Today is Halloween, which brings us to the ghostly topic of the Consumer Protection from Unfair Trading Regulations.
Under these, should an agent disclose whether a house is haunted?
Of course, an agent may well take the view that he or she does not believe in ghosts.
However, according to a 2005 UK Gallup poll, 40% of respondents believed houses can be haunted, which means that a fair chunk of the public might want to steer well clear of ghostly homes.
Lawyer Mark Robertson, of Stevens & Bolton LLP, said: “A haunting may therefore affect an average buyer’s decision to buy a property, and its value. Disclosure may be the best course.”
Under CPRs, an agent has to disclose anything that could affect a potential tenant or purchaser’s “transactional” decision – not just purchase, but whether to view in the first place.
Nervy types might therefore not even want to step inside a house said to have a resident ghost.
Agents have, by now, become used to making the reasonable steps required under CPRs to investigating possible problems such as lack of planning consents which could constitute the “material information” that should be disclosed to buyers.
Well, that hasn’t been tested here.
However, Robertson tells us that it was tested in America, in 1991.
In Stambovsky v Ackley, a New York court ruled that a buyer could reverse a sale contract because the seller had not revealed the house’s reputation as being haunted.
Importantly, the seller was found to have created and perpetuated the supposed haunting – by a poltergeist.
Robertson said: “On principles of fairness the court found it appropriate ‘to relieve the unwitting purchaser from the consequences of a most unnatural bargain’.
“Not all the judges agreed, with one commenting, ‘If the doctrine of caveat emptor is to be discarded, it should be for a reason more substantive than a poltergeist’.”
The closest we have come to such a case in this country was in 2004, in Sykes v Taylor-Rose.
Here, the court found that a seller was not obliged to reveal that a gruesome child murder had been committed at the property.
However, that was back in the days of the Property Misdescriptions Act.
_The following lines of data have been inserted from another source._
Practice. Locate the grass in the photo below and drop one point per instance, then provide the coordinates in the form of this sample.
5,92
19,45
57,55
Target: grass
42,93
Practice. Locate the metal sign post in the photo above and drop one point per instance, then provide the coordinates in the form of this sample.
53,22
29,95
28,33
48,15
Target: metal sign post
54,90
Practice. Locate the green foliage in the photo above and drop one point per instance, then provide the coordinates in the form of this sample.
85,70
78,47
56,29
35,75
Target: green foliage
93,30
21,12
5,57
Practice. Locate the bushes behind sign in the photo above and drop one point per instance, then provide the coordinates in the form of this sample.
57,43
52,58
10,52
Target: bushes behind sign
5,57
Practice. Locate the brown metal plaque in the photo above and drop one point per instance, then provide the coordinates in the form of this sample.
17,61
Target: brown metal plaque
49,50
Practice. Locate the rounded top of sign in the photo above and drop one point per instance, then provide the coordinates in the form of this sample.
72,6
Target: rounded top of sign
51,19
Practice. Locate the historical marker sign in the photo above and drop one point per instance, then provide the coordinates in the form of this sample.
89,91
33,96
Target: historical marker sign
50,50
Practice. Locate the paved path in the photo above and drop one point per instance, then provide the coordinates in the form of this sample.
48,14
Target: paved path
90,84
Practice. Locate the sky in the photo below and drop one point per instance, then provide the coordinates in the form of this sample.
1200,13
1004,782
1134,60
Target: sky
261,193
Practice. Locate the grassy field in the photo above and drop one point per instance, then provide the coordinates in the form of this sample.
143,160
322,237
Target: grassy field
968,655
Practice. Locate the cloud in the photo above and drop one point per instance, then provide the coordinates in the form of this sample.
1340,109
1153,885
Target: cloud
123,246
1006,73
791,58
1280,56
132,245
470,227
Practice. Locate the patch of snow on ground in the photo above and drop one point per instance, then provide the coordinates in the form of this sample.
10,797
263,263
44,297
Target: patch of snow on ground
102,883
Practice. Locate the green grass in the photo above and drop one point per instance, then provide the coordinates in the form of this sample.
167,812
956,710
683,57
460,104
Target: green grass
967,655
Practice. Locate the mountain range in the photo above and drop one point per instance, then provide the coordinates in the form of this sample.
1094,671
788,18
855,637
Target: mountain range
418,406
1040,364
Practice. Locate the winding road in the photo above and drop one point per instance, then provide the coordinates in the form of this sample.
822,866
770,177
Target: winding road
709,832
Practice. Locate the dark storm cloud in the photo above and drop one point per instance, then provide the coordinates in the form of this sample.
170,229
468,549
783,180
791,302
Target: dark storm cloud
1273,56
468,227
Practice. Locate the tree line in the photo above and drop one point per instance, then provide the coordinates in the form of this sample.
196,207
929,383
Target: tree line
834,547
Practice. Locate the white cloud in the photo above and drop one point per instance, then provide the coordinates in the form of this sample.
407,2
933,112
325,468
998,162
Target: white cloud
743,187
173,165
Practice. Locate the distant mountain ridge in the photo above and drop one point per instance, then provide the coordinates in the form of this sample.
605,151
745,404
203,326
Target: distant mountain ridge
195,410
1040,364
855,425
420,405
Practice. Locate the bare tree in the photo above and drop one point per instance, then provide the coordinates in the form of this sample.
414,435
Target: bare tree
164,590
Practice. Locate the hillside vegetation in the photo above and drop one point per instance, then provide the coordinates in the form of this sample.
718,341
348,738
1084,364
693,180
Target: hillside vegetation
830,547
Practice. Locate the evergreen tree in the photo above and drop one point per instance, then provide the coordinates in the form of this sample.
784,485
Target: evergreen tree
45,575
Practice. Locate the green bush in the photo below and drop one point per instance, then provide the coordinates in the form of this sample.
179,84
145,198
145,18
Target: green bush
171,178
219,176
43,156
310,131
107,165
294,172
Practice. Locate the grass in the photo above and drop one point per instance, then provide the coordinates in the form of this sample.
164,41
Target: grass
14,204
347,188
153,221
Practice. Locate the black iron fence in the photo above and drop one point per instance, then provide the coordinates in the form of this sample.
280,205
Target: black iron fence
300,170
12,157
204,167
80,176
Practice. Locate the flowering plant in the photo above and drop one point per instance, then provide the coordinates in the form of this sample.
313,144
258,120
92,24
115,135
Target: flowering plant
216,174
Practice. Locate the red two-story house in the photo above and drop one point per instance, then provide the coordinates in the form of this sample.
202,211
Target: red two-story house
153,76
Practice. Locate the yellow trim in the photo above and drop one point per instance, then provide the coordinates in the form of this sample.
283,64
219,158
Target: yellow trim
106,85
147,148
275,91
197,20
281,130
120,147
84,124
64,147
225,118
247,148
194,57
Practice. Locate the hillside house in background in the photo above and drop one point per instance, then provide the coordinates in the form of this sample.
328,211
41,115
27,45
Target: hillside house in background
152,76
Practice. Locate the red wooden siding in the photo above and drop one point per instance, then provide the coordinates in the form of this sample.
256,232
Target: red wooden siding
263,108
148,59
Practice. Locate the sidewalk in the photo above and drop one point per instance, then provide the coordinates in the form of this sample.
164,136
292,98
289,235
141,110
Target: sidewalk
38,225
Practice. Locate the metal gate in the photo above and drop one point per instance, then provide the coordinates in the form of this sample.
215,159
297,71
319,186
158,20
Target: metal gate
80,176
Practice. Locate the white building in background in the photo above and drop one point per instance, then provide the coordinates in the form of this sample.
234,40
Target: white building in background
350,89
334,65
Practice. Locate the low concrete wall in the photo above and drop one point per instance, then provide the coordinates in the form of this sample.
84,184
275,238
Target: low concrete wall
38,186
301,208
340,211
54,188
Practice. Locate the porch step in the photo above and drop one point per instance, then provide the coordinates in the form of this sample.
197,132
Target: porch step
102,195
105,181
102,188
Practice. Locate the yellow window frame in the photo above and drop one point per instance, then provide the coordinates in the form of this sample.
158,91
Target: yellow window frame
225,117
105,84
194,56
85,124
It would now be very different.
So, if your current vendor goes by the name of Morticia Addams and has an uncle called Fester, you’d better find out a bit more.
Meanwhile, we like this property on Rightmove (now under offer).
Intrigued, we discover that The Ghost Train in Purton, Wiltshire, used to be a pub which was given the name after the local rail service closed.
However, we also discover that when a new landlord opened for business, he told the local paper: “It is the most haunted pub in Wiltshire as we have five ghosts.
“I’ve seen shadows and movements. Behind the bar we have an old gentleman who walks down towards the cellar. We have two ghosts in the kitchen and one in the restaurant.”
And to think he was just trying to promote the place!